- The Washington Times - Monday, November 4, 2002

BANGKOK U.S.-trained Thai security forces, who usually tackle drug smugglers, black marketeers and other criminals, are protecting Thailand's international tourists from a Bali-style attack.
Hundreds of backpackers who celebrated a monthly Full Moon Party, where many dance all night on the beach of Pha Ngan island, were surprised to find themselves guarded by police to ensure no foreign ravers were killed by terrorists.
"We were on alert all night, fearing a tragic event," Provincial Police Chief Pichai Sunthornsatchabul said of the Oct. 22 event.
"We are so relieved that nothing happened."
Security concerns once again took center stage this weekend as leaders of Southeast Asian nations gathered in Cambodia for a two-day summit that begins today.

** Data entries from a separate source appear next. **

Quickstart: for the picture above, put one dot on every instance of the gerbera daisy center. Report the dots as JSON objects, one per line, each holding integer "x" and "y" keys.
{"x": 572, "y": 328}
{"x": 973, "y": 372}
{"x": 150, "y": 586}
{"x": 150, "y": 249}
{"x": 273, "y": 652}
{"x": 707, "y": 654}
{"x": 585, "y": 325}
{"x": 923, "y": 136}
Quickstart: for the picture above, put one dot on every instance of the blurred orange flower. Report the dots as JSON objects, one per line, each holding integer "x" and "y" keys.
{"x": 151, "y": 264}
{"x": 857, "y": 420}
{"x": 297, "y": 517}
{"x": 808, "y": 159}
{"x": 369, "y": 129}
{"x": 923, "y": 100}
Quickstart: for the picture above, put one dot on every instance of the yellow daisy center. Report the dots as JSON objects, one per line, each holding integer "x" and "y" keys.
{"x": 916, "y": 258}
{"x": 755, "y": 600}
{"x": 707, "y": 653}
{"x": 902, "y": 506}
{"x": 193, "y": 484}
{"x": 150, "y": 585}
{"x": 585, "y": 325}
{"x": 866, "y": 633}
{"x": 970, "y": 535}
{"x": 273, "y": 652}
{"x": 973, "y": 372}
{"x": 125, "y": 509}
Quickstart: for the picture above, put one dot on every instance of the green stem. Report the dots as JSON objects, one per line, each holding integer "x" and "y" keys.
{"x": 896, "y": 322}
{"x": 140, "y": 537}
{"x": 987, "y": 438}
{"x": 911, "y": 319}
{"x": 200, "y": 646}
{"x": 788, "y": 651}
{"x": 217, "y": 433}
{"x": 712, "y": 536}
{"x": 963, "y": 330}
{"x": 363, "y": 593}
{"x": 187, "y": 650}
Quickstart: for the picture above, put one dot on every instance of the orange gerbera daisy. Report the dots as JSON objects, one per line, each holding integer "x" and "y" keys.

The leaders, determined to send a message that the region is safe for foreign tourists and investors, issued a statement yesterday saying:
"We resolve to intensify our efforts, collectively and individually, to prevent, counter and suppress the activities of terrorist groups in the region."
Several foreign governments have warned their citizens about the risks of traveling in Thailand after an explosion in Bali, Indonesia, killed more than 190 people on Oct. 12.
Thailand has many tourist-packed islands, including its own version of Bali: gorgeous, sun-drenched Phuket island.
"We know from the Bali experience you just can't be too cautious, and we've had some information in relation to Phuket," Australian Foreign Minister Alexander Downer said.
"There are risks that places like Phuket could be attacked by terrorists," Mr. Downer said.
"Phuket is safe for tourists, but we are taking action to make sure there is no carelessness or complacency," Phuket Gov. Pongpayome Vasaputi said.
Denmark, which holds the presidency of the European Union, also cautioned tourists against traveling to Thailand, as did Sweden, Norway, Germany, Japan and other governments.
They warned against visiting Thailand's ubiquitous, neon-lit, sprawling zones of bars and nightclubs, which are popular among tourists.
All of Thailand's tourist centers Bangkok, Phuket, Koh Samui, Pattaya, Chiang Mai and elsewhere have friendly, bustling night markets that combine shops, restaurants, bars, massage parlors and other entertainment strewn along crowded, well-lit streets.
Souvenirs include T-shirts displaying President Bush and Osama bin Laden shouting at each other.
"Thailand is a safe country," Thai Prime Minister Thaksin Shinawatra said.
Thai and foreign security forces are also concerned about Khao San Road, which is perpetually jammed with thousands of international backpackers.
Khao San Road, in downtown Bangkok, is hailed as one of Asia's legendary "Three K's" for budget travelers seeking cheap, tourist-friendly venues.
The two other K's are Nepal's capital, Katmandu, and Bali's Kuta Beach, where the deadly explosion occurred.
Both Thai and foreign security forces are concerned that al Qaeda-linked extremists may infiltrate the south, through Muslim Malaysia, and attack tourist sites.